Upon approval, a drug may be marketed only for the FDA-approved indications in the approved
dosage forms. Further clinical trials are necessary to gain approval for the use of the product
for any additional indications or dosage forms. The FDA may also require post-market reporting and
may require surveillance programs to monitor the side effects of the drug, which may result in
withdrawal of approval after marketing begins.
The FDA has developed several regulatory procedures to accelerate the clinical testing and
approval of drugs intended to treat serious or life-threatening illnesses under certain
circumstances. We believe that CoFactor, Thiovir and Selone may be candidates for accelerated
development or approval under these procedures.
Once the sale of a product is approved, the FDA regulates the manufacturing and marketing of
the product. The FDA periodically inspects both domestic and foreign drug manufacturing facilities
to ensure compliance with applicable cGMP regulations and other requirements. In addition,
manufacturers in the U.S. must register with the FDA and submit a list of every drug in commercial
distribution. Foreign manufacturers are subject only to the drug listing requirement.
Post-marketing reports are also required to monitor the products usage and effects. Product
approvals may be withdrawn, or sanctions imposed, if compliance with regulatory requirements is not
maintained.
Many foreign countries also regulate the clinical testing, manufacturing, marketing and use of
pharmaceutical products. The requirements relating to the conduct of clinical trials, product
approval, manufacturing, marketing, pricing and reimbursement vary widely from country to country.

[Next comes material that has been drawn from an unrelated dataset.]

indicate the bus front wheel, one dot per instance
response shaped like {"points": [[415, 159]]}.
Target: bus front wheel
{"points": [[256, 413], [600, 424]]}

In addition to the import requirements of foreign countries, a company must also comply with U.S.
laws governing the export of FDA-regulated products.
Health Care Reform Measures and Third Party Reimbursement
Pharmaceutical companies are affected by the efforts of governments and third party payors to
contain or reduce the cost of health care through various means. A number of legislative and
regulatory proposals aimed at changing the health care system have been proposed in recent years
including the Medicare Modernization Act of 2003 (MMA). In addition, increasing emphasis on
managed care in the U.S. has and will continue to increase pressures on pharmaceutical pricing.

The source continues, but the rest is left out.